La "fórmula para el caos" y el desenlace en La Moneda
Henry Heckscher, jefe de la estación de la CIA en Santiago, bautizó como “fórmula para el caos” al conjunto de operaciones encubiertas, sabotajes y atentados para empujar el quiebre. Tras el intento fallido de golpe en junio de 1973, el “Tanquetazo”, Allende depositó su confianza en la jefatura militar de Augusto Pinochet, creyendo en su lealtad constitucional.
El martes 11 de septiembre, la sublevación militar comenzó a las 6 de la mañana con la toma de Valparaíso por la Armada. Allende, informado de la noticia, se trasladó a La Moneda junto a su escolta personal, a las 8.30 y la Junta Militar exigió su renuncia; a las 10 las tropas y tanques cercaban el palacio bajo fuego cruzado. Fue en ese momento cuando Allende emitió a través de Radio Magallanes su histórico mensaje: “Trabajadores de mi patria, tengo fe en Chile y su destino...”. Tras el feroz bombardeo aéreo de los cazas Hawker Hunter y con el edificio envuelto en llamas, pasadas las 14:00 las tropas de infantería ingresaban al palacio mientras el legítimo presidente se quitaba la vida en el Salón Independencia.

Los golpistas bombardearon la Casa de la Moneda.
El eco del horror y la afrenta del presente
Cincuenta y tres años después, la sombra de aquel drama latinoamericano proyecta provocaciones inadmisibles en la política regional. La reciente visita del presidente Javier Milei a Chile, en el marco de un foro de la ultraderecha internacional, (Foro de Madrid) constituyó una abierta afrenta a la memoria y a las democracias del continente. El Presidente reivindicó explícitamente la dictadura sangrienta de Augusto Pinochet y calificó el derrocamiento como el inicio de una “etapa de estabilidad”. Milei no solo cruzó un límite diplomático e histórico, sino que exhibió la cara más cruda del negacionismo contemporáneo.
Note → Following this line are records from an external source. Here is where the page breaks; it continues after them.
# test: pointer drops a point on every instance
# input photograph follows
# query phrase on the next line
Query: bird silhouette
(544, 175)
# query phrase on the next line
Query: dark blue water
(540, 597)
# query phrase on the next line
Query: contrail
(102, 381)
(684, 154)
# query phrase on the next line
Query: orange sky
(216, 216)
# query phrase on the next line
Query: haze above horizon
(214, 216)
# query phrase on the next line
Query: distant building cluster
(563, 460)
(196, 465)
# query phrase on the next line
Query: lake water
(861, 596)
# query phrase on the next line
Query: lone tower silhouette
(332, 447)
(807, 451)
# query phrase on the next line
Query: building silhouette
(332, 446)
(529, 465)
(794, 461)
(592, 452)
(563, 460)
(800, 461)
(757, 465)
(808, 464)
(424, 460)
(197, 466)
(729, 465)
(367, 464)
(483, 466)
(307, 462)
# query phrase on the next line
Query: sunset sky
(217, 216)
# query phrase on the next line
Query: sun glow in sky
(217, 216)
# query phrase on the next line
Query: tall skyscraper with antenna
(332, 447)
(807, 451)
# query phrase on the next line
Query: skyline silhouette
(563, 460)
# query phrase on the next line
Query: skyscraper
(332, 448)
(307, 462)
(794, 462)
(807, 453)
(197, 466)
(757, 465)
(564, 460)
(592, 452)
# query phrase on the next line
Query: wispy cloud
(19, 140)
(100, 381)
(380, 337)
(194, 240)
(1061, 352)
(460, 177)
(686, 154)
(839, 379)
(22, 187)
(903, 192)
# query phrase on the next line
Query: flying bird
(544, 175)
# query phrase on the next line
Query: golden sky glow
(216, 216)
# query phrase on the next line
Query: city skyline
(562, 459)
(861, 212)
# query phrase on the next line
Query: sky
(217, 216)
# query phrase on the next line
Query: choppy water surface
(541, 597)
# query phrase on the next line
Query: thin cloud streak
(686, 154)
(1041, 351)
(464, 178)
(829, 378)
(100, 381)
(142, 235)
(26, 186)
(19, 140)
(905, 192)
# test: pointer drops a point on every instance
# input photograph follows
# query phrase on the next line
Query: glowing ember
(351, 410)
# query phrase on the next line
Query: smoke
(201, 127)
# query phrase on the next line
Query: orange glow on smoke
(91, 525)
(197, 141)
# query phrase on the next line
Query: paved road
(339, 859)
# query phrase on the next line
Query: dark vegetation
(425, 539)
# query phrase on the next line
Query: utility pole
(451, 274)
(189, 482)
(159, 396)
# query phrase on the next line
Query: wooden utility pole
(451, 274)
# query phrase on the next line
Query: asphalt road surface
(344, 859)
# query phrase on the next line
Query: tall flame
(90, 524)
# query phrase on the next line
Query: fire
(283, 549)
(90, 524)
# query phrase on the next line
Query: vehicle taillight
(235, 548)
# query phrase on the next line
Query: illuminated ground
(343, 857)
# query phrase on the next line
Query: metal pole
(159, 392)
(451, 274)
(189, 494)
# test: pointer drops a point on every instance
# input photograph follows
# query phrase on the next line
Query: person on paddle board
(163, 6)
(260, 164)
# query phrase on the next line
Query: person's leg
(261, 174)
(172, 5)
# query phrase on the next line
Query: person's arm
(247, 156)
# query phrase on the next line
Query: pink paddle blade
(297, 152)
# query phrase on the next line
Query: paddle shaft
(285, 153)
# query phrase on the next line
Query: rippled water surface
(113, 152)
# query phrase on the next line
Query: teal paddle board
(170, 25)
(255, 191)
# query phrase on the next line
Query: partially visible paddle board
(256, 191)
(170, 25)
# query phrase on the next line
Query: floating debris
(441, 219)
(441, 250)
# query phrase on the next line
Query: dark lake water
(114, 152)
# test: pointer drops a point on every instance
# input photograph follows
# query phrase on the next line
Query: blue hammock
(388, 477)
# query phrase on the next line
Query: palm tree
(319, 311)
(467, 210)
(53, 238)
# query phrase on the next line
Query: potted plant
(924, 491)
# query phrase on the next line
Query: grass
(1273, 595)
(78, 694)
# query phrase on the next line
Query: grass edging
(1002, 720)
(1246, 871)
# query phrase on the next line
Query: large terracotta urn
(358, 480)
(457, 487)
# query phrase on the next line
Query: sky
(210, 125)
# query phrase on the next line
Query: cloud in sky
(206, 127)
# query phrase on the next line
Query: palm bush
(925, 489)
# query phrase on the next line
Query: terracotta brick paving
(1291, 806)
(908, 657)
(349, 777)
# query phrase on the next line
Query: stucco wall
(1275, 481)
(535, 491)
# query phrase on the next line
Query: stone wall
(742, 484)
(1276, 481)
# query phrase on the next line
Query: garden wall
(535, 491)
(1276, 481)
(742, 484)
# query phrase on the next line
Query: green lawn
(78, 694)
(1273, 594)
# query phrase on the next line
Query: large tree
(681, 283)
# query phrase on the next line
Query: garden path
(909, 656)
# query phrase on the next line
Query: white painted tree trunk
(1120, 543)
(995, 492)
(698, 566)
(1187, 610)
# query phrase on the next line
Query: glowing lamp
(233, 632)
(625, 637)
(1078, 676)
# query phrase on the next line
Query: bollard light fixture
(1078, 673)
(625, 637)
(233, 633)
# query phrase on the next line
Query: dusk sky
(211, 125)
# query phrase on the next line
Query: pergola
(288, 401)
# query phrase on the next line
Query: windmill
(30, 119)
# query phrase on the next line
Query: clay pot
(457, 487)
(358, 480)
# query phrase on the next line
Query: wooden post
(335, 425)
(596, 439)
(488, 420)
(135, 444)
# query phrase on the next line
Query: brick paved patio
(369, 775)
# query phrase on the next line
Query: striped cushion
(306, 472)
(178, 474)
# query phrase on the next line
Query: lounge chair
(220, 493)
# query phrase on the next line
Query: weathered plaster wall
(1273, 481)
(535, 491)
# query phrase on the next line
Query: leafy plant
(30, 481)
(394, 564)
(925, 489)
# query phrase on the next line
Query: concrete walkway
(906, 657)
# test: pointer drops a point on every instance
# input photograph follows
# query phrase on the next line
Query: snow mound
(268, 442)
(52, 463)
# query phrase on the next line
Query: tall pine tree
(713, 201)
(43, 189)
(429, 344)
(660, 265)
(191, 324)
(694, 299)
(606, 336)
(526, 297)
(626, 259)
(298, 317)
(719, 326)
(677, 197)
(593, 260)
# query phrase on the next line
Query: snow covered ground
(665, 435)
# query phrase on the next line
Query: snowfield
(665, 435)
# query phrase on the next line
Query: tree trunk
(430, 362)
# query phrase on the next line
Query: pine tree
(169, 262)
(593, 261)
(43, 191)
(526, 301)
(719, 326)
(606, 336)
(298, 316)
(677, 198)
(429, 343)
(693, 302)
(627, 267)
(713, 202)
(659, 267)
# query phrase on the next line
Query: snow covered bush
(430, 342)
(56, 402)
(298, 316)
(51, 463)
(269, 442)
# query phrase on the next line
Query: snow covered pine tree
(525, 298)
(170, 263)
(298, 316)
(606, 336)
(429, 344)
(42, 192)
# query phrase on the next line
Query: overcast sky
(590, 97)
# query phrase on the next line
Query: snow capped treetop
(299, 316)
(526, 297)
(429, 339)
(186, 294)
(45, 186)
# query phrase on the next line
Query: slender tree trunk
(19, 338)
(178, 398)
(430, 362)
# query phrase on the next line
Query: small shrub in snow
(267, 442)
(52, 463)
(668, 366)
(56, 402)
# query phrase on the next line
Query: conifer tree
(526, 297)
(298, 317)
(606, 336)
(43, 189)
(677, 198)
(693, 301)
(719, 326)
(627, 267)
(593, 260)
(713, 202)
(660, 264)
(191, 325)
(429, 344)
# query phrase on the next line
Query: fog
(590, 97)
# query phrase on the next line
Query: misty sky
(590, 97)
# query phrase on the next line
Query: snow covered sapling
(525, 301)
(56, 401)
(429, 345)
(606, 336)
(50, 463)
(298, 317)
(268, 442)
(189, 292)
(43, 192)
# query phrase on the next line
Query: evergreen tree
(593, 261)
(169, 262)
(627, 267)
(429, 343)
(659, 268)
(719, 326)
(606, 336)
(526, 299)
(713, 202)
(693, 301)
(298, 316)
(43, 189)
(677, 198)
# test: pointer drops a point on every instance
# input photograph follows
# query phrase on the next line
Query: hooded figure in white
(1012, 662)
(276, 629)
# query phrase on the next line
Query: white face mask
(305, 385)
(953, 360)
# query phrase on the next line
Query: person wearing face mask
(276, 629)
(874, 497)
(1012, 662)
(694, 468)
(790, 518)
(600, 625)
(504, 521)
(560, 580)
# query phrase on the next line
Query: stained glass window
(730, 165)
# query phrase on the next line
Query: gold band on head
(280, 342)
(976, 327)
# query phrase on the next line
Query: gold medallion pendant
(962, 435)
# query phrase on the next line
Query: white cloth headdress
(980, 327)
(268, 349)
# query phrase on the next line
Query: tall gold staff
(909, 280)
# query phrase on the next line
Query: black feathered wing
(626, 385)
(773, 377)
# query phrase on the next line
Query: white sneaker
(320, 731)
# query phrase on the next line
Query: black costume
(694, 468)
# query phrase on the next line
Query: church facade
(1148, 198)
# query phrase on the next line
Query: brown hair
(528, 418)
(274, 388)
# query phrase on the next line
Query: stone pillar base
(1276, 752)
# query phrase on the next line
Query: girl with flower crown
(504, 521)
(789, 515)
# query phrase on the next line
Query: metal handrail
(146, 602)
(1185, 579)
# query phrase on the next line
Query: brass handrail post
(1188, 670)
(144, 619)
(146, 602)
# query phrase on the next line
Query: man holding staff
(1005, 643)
Reescribir el terrorismo de Estado, la tortura, las desapariciones y el bombardeo a la democracia bajo el ropaje del 'éxito económico' es el intento deliberado del neoliberalismo por borrar el dolor de los pueblos e inculcar la resignación. Ante el avance de quienes ensalzan a los verdugos, volver a La Moneda no es un ejercicio de nostalgia: es una necesidad política y ética. Defender la memoria de Salvador Allende y de miles de patriotas latinoamericanos es recordar que la dignidad de un pueblo no se negocia y que, tarde o temprano, las grandes alamedas volverán a abrirse para el paso de un hombre nuevo y libre.